A key focus of the meeting Monday was how to best spread the word about the signs of the disease among hospitals, clinics and any place a patient might come in place with a medical worker, the president said. The federal government will be reaching out to governors, mayors and public health officials across the country.
The team assembled Monday included the secretaries of State, Defense, Health and Human Services, Homeland Security and more than a dozen other high-level officials.
"I consider this a top national security priority. This is not just a matter of charity," Mr. Obama said. "It is also an issue with respect to the political stability and economic stability of this region."
Some lawmakers have expressed doubt about the administration's response. Sen. Ted Cruz, R-Texas, told a radio host Monday that he doesn't see "sufficient seriousness" in the administration's plans about protecting Americans. Sen. Rand Paul, R-Kentucky, said last week that the U.S. wasunderestimating the potential for an outbreak because of "political correctness."
Mr. Obama also said that the U.S. plans to increase passenger screening both in Africa and in the United States to ensure travelers do not have the virus. White House spokesman Joshua Earnest said Monday that a travel ban is "not something we're currently considering," and last week Lisa Monaco, a homeland security adviser to President Obama, told reporters that a travel ban could "impede" the response to the crisis.
The president also exhorted the international community to step up its response to the virus, saying other countries have expressed interest but not been nearly as aggressive in their actions as they need to be.

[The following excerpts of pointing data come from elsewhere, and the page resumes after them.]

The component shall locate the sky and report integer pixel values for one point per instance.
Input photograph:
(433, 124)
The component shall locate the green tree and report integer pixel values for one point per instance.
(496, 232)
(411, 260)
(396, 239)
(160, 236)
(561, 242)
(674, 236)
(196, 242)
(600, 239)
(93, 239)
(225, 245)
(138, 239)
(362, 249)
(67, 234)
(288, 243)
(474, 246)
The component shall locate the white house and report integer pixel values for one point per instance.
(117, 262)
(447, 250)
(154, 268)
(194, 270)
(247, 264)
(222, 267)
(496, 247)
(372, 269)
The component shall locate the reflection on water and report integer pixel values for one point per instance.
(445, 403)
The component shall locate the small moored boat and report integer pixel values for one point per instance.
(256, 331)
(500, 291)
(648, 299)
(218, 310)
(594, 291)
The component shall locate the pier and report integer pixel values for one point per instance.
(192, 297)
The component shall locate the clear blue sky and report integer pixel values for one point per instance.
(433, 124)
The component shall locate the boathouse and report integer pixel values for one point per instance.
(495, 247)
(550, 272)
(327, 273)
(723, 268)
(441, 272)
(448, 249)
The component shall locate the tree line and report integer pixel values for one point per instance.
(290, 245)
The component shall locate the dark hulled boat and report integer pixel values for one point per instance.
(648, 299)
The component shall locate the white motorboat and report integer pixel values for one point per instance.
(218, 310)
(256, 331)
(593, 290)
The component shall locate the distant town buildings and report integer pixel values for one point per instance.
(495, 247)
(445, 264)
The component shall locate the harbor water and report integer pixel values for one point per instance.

"Countries that think that they can sit on the sidelines, and just let the United States do it -- that will result in a less effective response, a less speedy response and that means that people die," Mr. Obama said. "It also means that that the potential spread of the disease beyond these areas in West Africa becomes more imminent."
In particular he criticized large countries for not doing more, saying that some smaller nations "are punching above their weight on this."
"We want to make sure that they understand this is not a disease that's going to discriminate and this is something that all of us have to be involved with," the president said.
He thanked medical, development and military personnel who are working to stop the spread of the virus in West Africa, saying he is "profoundly grateful" for all they are doing.